Excursions & Social Activities
Excursions will illuminate the program coursework. These excursions will take place in Rome and Southern Italy and may include:
- Trastevere, a “city within a city” that began as an Etruscan settlement, then became a medieval working-class district, and now a major Roman tourist destination
- Testaccio, a neighborhood transitioning from working-class to a chic “hipster” destination
- Monti, an off-the-beaten path destination beginning to experience gentrification near its borders
- Campo de’ Fiori: Learn how this “Field of Flowers” transformed from a meadow to a place where executions took place in the 1500’s to present-day marketplace
- Jewish Ghetto: the forced home to about 8,000 Roman Jews for about 300 years, beginning in the 1500’s
- Esquilino, known as Rome’s Chinatown
- And more!
Day trip to Naples, third largest city in Italy and flanked by Mount Vesuvius and the Bay of Naples
- Walking tour of the lively historic city center
Overnight excursion to the Puglia and Matera regions of southern Italy
- Sassi di Matera (Stones of Matera): ancient cave dwellings in the old town of Matera. Explore how they have been transformed from churches and homes to a place of tourism and a UNESCO world preservation site
- Trulli: “beehive” houses in Alberobello. Wander through a dense hill town of 1,500 beehive-shaped houses and examine how many have been renovated from peasant homes to elaborate country villas.
Faculty & Staff
On-site support is provided by ACCENT International. You may have access to a computer lab, a classroom space and a library. On-site staff provide information regarding cultural activities as well as ensuring 24-hour emergency support.

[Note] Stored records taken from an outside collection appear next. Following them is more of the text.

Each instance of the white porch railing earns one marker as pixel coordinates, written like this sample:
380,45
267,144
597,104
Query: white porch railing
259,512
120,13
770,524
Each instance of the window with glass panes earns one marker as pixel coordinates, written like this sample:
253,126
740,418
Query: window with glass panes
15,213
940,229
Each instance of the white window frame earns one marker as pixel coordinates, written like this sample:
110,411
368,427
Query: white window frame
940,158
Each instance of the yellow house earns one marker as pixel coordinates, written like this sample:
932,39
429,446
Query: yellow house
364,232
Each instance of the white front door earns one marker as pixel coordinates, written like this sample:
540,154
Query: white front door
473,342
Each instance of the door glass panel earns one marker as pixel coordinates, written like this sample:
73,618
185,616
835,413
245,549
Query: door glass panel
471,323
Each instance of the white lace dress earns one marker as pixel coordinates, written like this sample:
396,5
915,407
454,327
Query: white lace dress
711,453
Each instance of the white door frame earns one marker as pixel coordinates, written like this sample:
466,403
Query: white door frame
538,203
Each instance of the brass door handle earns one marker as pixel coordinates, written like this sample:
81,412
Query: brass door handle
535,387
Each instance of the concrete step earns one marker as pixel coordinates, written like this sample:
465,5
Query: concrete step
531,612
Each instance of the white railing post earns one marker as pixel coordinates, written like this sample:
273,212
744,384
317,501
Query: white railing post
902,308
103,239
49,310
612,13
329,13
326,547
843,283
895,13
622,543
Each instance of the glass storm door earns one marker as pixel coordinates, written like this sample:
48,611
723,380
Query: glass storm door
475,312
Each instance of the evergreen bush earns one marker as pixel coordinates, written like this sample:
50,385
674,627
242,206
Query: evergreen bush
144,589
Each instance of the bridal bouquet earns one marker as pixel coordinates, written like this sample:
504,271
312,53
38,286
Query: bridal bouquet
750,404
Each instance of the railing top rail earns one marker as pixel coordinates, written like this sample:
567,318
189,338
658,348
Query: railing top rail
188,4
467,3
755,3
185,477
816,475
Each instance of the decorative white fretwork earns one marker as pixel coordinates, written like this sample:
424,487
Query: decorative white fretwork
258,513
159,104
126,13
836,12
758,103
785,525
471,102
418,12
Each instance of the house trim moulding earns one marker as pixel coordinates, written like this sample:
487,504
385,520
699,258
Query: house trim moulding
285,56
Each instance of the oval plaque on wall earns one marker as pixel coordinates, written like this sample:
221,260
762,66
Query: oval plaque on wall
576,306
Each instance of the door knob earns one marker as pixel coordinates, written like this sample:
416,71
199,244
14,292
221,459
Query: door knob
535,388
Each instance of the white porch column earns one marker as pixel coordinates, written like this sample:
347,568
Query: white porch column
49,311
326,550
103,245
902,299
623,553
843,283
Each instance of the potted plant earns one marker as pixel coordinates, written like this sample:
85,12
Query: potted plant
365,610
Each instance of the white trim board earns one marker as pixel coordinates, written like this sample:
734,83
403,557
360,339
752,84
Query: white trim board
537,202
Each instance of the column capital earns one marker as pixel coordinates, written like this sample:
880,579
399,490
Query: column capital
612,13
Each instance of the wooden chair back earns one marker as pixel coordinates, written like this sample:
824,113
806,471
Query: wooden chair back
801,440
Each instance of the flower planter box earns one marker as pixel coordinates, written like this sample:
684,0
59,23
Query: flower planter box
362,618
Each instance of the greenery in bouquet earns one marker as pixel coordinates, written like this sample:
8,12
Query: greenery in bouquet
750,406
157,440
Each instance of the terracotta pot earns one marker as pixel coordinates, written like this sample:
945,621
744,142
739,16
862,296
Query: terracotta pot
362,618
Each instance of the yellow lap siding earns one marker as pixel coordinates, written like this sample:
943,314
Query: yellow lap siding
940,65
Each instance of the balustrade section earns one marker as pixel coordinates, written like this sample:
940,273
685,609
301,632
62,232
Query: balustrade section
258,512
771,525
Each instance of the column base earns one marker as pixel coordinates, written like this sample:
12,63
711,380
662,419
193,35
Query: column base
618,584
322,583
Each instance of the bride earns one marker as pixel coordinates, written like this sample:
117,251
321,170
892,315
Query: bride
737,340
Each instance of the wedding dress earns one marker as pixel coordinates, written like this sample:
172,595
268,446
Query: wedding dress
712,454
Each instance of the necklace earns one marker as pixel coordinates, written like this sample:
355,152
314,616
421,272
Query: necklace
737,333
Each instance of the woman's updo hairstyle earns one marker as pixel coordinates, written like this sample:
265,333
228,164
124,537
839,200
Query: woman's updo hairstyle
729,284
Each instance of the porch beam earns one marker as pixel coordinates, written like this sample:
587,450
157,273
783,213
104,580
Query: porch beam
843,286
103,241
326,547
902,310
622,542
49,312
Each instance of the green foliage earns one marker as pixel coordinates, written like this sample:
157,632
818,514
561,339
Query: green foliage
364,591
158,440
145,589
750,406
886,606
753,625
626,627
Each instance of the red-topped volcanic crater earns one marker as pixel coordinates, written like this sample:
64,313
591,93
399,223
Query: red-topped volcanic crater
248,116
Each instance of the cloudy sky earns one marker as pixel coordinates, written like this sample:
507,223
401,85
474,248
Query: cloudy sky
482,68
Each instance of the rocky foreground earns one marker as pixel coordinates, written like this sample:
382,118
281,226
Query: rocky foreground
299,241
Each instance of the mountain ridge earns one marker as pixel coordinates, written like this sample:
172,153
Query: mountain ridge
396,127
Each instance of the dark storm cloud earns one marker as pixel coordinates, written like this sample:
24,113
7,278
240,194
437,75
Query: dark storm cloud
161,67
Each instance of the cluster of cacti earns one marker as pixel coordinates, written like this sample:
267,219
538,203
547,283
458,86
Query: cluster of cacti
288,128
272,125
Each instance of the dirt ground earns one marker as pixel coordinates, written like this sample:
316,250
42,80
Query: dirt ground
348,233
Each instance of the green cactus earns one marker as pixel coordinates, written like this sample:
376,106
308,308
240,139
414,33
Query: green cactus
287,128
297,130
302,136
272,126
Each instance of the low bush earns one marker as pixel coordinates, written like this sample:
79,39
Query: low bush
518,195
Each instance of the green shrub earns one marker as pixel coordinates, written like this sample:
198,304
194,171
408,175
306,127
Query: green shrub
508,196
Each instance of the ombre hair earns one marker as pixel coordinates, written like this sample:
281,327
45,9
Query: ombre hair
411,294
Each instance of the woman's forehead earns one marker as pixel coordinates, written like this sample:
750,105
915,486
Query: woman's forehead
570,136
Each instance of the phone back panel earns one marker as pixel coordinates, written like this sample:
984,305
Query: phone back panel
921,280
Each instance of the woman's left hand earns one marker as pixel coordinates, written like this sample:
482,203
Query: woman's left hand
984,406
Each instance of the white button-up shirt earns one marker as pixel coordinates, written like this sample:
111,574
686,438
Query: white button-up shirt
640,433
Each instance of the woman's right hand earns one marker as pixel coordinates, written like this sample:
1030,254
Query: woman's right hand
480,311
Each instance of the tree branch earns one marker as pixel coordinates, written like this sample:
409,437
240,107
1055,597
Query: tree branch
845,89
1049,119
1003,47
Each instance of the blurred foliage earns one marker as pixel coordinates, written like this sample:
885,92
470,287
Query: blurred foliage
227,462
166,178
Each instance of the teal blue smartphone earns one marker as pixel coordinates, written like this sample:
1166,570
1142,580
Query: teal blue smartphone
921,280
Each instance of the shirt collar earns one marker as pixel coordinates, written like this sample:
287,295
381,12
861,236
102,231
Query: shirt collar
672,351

This Global Seminar will be led by Kathleen Rider of the Department of French and Italian. Kathleen teaches Italian language and culture at the University of Minnesota and has lived in several different parts of both central and southern Italy. She has done extensive research on Italian history, culture and urban theory and has the unique experience of witnessing the transition of her own childhood neighborhood from multi-generational and working class to young, urban professionals.